Capital Fitness, Inc., which owns and operates the XSport Fitness chain in Illinois, and subsidiary Executive Affiliates have been hit with a proposed class action lawsuit over allegations the pair collected employees’ biometric information without making the requisite disclosures. The case resolves around a biometric time-keeping system managed by Executive Affiliates that scans employees’ fingerprints when they clock in and out of work.
Illinois’ Biometric Information Privacy Act (BIPA) provides certain restrictions regarding the use of individuals’ biometric identifiers, which are defined by the statute as “retina or iris scan[s], fingerprint[s], voiceprint[s], or scan[s] of hand or face geometry,” and information derived from these identifiers, the suit explains. Under the statute, companies are not permitted to sell, lease or trade biometrics for profit and are required to obtain the subject’s consent before disclosing biometric data, according to the complaint. In addition, the case states, the BIPA requires companies to:
Inform the subject that biometric data is being collected and stored;
Identify the specific purpose and length of time for which biometrics will be used;
Receive a written release from the subject authorizing the collection of biometrics; and
Provide a written retention schedule and guidelines for permanently destroying biometric information.

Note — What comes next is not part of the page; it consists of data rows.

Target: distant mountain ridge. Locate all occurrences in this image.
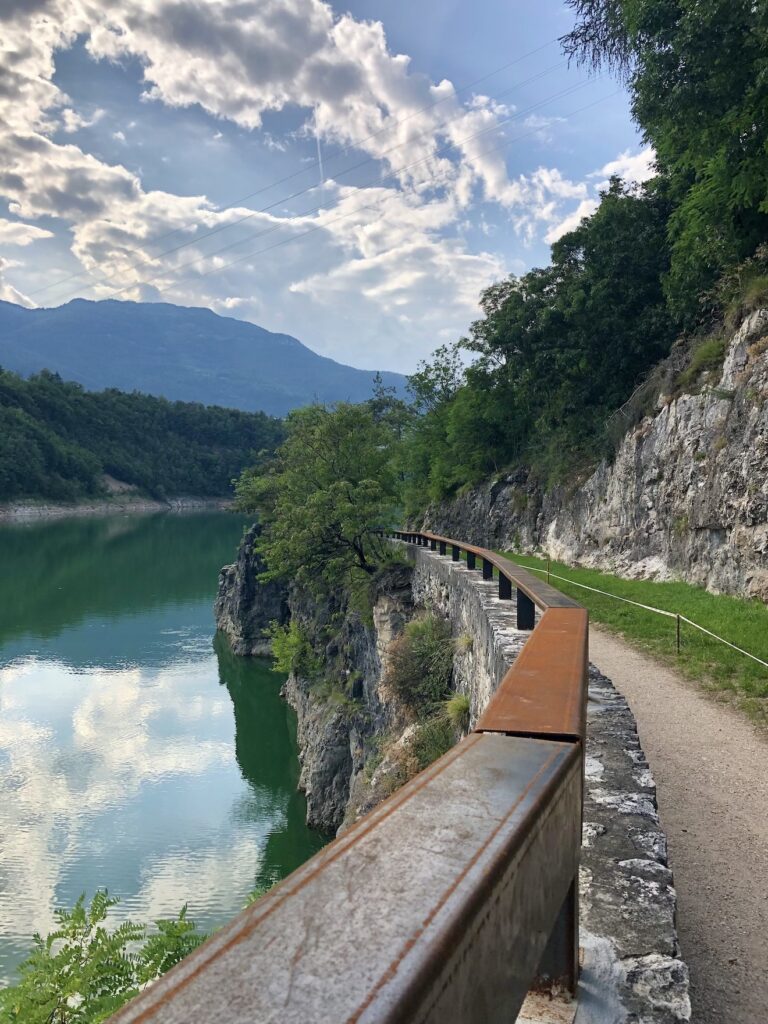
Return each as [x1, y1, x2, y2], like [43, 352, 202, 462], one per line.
[0, 299, 406, 416]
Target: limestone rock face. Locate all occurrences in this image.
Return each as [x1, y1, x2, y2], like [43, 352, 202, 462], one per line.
[426, 310, 768, 601]
[213, 525, 288, 654]
[283, 566, 414, 831]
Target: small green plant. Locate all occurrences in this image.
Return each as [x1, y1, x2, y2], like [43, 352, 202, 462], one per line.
[411, 714, 456, 772]
[243, 882, 276, 908]
[710, 387, 736, 401]
[672, 512, 689, 538]
[445, 693, 470, 732]
[386, 612, 454, 717]
[677, 337, 725, 391]
[0, 889, 206, 1024]
[264, 618, 322, 678]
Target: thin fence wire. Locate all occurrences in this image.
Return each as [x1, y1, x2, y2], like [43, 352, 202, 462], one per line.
[505, 562, 768, 669]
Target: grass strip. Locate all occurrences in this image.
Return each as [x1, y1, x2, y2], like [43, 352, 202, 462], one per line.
[500, 551, 768, 726]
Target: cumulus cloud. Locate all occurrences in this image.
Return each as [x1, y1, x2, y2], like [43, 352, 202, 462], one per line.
[0, 0, 606, 368]
[590, 146, 656, 182]
[0, 217, 53, 246]
[0, 256, 35, 309]
[544, 198, 598, 246]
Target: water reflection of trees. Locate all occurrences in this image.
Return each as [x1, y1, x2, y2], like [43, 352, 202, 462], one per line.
[0, 512, 243, 644]
[214, 634, 331, 886]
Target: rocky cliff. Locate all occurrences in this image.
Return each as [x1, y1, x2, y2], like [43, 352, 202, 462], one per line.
[213, 525, 288, 654]
[284, 565, 415, 830]
[426, 310, 768, 600]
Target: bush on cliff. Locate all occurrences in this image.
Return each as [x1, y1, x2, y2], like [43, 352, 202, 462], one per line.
[386, 612, 454, 718]
[237, 403, 397, 592]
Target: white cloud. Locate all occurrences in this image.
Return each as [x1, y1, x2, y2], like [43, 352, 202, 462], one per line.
[0, 217, 53, 246]
[544, 199, 598, 246]
[0, 256, 35, 309]
[590, 146, 656, 183]
[0, 0, 614, 369]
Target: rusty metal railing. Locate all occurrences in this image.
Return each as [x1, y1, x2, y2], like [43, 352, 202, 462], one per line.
[112, 531, 588, 1024]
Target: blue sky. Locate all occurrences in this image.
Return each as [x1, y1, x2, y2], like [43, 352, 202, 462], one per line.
[0, 0, 651, 372]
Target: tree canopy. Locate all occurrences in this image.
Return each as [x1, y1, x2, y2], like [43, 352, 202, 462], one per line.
[237, 399, 399, 588]
[563, 0, 768, 321]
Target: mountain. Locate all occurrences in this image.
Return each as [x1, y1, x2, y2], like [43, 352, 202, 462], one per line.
[0, 299, 406, 416]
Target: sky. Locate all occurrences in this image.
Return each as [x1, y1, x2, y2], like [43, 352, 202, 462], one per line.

The complaint claims, however, that Capital Fitness never obtained consent from employees before collecting their fingerprints, never informed workers that their biometrics were being collected, and never explained the specific purpose or length of time for which workers’ data would be used. Furthermore, the defendants failed to provide employees with a retention schedule that outlined policies for permanently destroying the biometric data, according to the lawsuit.
The case contends the defendants essentially left workers in the dark as to how their biometrics might be used. From the complaint:
“Because Defendants neither publish a BIPA-mandated data-retention policy nor disclose the purposes for which they collect biometric data, Defendants’ workers have no idea whether Defendants sell, disclose, or otherwise disseminate their biometric data. Nor are Plaintiff and the putative Class told to whom Defendants disclose their biometric data, or what might happen to their biometric data were Defendants to merge with another firm or go bankrupt.”
The lawsuit seeks to represent a class of “[a]ll individuals who had their fingerprints collected, captured, received, or otherwise obtained by Defendants in Illinois” and requests damages of $5,000 for every willful BIPA violation. The suit also demands that the defendants destroy all unlawfully collected biometric data.